The bad news is 11 million fewer households participated in gardening from 2005 to 2010. The average amount spent by household also decreased from $532 to $355. Ouch, that has to hurt and of course shows up in the rash of garden center closing going on around us. According to nursery consultant Ian Baldwin, "Younger generations are much less interested in gardening". Another interesting figure according to Proven Winners, "women make up 93% of the customer base". So according to the article we are supposed to, "continue to serve the baby boomers as they downsize and retire," and secondly, "we must quickly develop products, services, and programs that appear relevant to the lives of consumers under 44 years old." Great, our target market (matures) is shrinking and downsizing, and we are not relevant to people under 44. Quickly now, start becoming relevant!

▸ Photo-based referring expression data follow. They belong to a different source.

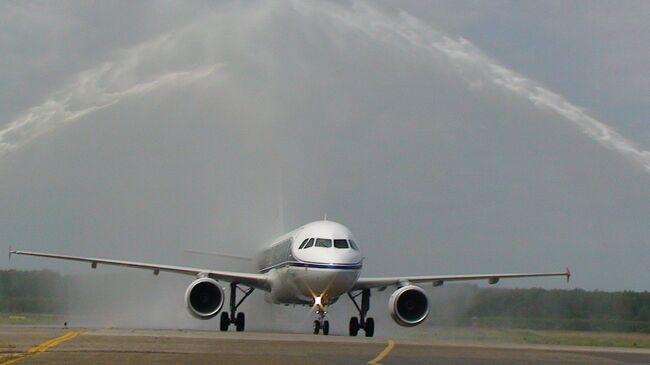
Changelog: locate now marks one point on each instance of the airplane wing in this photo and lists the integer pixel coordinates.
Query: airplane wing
(368, 283)
(258, 281)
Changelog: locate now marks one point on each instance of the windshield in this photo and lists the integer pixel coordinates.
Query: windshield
(323, 242)
(341, 244)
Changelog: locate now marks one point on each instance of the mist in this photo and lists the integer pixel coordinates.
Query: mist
(192, 131)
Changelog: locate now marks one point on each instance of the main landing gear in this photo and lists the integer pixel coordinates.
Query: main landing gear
(238, 319)
(321, 323)
(367, 324)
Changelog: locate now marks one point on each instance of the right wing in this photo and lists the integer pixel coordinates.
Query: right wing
(258, 281)
(437, 280)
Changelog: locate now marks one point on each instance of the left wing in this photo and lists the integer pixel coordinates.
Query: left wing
(368, 283)
(258, 281)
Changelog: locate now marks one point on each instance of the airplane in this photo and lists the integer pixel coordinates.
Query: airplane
(313, 265)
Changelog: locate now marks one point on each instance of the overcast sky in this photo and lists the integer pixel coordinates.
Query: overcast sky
(451, 137)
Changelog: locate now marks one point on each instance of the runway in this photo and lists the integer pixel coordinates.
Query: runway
(43, 345)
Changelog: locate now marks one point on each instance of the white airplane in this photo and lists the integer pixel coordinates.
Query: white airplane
(313, 265)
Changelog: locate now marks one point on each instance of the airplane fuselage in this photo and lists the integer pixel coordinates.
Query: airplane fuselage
(318, 260)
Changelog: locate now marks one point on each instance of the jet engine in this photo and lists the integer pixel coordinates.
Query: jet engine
(408, 305)
(204, 298)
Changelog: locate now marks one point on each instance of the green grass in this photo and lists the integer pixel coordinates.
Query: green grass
(30, 319)
(539, 337)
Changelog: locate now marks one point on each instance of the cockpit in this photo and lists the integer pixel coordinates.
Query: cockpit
(328, 243)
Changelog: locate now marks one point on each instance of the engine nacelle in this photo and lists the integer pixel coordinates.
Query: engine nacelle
(409, 305)
(204, 298)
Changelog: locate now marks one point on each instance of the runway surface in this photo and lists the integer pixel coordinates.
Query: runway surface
(43, 345)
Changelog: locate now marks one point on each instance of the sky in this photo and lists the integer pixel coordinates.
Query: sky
(450, 137)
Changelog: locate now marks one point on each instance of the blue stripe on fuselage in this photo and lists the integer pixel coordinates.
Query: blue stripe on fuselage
(313, 265)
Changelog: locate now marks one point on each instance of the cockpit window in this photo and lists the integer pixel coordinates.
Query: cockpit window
(309, 243)
(323, 242)
(341, 244)
(302, 245)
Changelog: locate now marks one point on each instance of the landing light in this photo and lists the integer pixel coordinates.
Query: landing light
(318, 301)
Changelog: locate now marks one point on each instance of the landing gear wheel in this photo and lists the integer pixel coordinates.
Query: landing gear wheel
(240, 321)
(367, 324)
(225, 322)
(370, 327)
(354, 326)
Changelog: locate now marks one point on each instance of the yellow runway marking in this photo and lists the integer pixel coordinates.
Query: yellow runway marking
(40, 348)
(381, 355)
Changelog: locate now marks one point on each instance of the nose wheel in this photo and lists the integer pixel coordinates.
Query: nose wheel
(321, 324)
(361, 322)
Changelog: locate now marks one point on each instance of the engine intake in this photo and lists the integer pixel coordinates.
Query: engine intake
(408, 306)
(204, 298)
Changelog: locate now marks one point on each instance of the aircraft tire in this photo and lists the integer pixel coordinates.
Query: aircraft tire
(240, 322)
(225, 321)
(370, 327)
(354, 326)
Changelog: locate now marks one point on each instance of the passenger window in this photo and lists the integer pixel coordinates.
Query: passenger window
(302, 245)
(309, 243)
(341, 244)
(323, 242)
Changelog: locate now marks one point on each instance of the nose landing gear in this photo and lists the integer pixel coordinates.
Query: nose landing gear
(321, 323)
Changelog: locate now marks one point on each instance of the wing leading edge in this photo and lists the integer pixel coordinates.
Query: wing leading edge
(368, 283)
(258, 281)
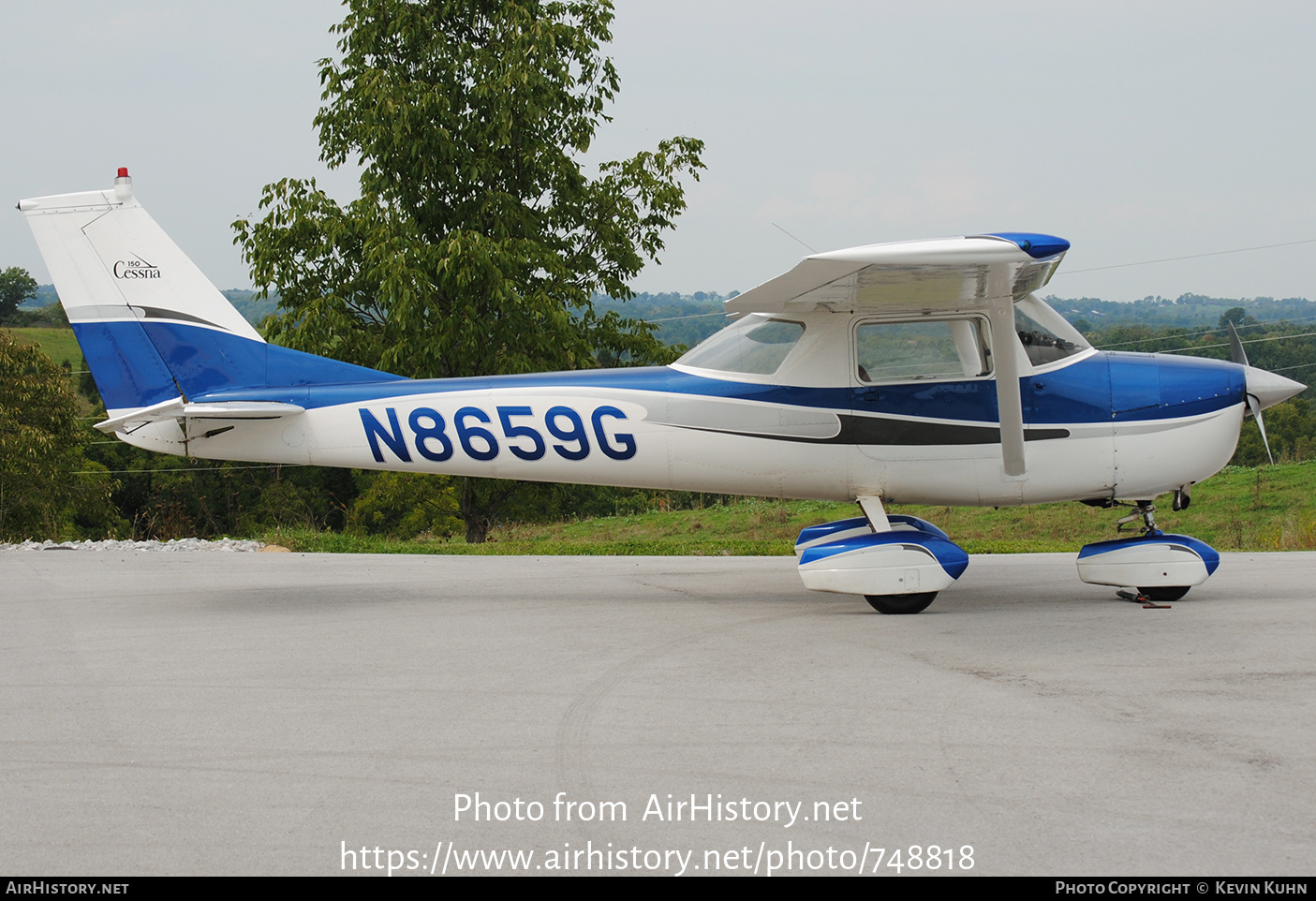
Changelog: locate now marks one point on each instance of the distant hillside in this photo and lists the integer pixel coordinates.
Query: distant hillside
(1185, 311)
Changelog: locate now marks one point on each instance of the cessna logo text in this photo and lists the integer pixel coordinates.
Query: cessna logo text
(136, 269)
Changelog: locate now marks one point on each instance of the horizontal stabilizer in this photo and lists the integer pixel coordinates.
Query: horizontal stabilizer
(176, 408)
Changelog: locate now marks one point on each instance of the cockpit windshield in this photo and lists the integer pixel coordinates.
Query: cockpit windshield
(757, 345)
(1045, 334)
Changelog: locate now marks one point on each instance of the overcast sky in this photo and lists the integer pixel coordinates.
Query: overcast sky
(1136, 130)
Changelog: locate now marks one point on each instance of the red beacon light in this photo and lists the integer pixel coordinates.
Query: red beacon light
(123, 185)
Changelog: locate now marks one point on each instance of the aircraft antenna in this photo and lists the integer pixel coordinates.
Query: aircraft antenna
(792, 238)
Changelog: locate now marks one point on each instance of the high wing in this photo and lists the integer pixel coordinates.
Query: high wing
(983, 273)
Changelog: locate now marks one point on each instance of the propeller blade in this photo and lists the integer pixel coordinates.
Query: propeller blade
(1258, 379)
(1235, 350)
(1254, 406)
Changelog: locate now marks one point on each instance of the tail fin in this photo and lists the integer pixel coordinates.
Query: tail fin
(152, 325)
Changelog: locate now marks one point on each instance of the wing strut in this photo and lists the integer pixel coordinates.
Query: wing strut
(1008, 402)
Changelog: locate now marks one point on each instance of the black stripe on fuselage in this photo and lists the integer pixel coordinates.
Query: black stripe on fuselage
(904, 433)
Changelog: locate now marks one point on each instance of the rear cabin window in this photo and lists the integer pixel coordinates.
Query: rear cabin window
(754, 345)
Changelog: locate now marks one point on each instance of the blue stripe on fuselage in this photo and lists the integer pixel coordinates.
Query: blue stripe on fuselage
(1107, 386)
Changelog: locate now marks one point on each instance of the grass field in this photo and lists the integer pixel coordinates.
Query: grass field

It is a shrinking market and we are going to continue to see a shrinking trade. More small INGC will close, more wholesale suppliers will close, and more distributors will close. These closed businesses will not be replaced by new business, so we are going to see a continuation of the shrinking horticultural trades. This of course worries the large concerns like PW or Ball Horticultural. They depend on a broad market to sell their goods and are not good at niche selling, which is where the action is in the trade. So you have to look at these surveys with a certain amount of skepticism and an abundance of local knowledge.
Questioning someone like Annie's Annuals in the SF Bay Area about the percentage of annuals sold vs. perennials you might find they have results way different from the survey suggests. Go into any hydroponic shop in the area and watch to see the male vs. female ratio and you will find it is predominately a male customer base, and well below the 44-year-old criteria. The survey also asks, "What are you interested in?" with 10.78% saying perennials, 10.64% saying containers, 9.84% shade plants, etc. Where is the percentage of the one area the survey say's is growing, vegetable gardening?
I get a feeling we are trying to hold on to a way of looking at gardening that was more appropriate 10 years ago. There is no "average" gardener anymore. There are a myriad of different types and styles of gardening that get missed by these surveys. The surveys are really more appropriate for large concerns that try to appeal to a large swath of customers over a large geographic area. The survey tells a smaller garden center what? That purple is the favorite color for 2010? Remember how we we're told back in 2007 that DIFM (do it for me) was the next big trend? Many of the same people giving advice now we're telling us to jump on the DIFM bandwagon. How did following that trend work out?
We have been saying for years that the way forward for the smaller garden center was to "make the trends" rather than follow them. Again and again its businesses that create trends that set the course. There are lot's of them out there, but you won't find them listed in the trade magazines, or in these surveys. We mentioned Annie's Annuals, but there is also Peaceful Valley Farm Supply, which jumped on the organic bandwagon before there was a bandwagon. Baker Creek Heirloom Seeds, which this week is putting on the Pure Food Expo at The Sonoma County Fairgrounds. The Cactus Jungle in Berkley where they only deal with cactus and succulents (which didn't even show up on the survey), and make their own potting soil. Two Green Thumbs, the only miniature garden center around. The list goes on.
Don't follow trends. By then it's too late. Look out into your region of influence and find out what needs are being poorly met by the current players. Or better, create a whole new category that you can call your own. The smaller and more niche oriented your business the better chance you have of attracting, and creating "passionate gardeners".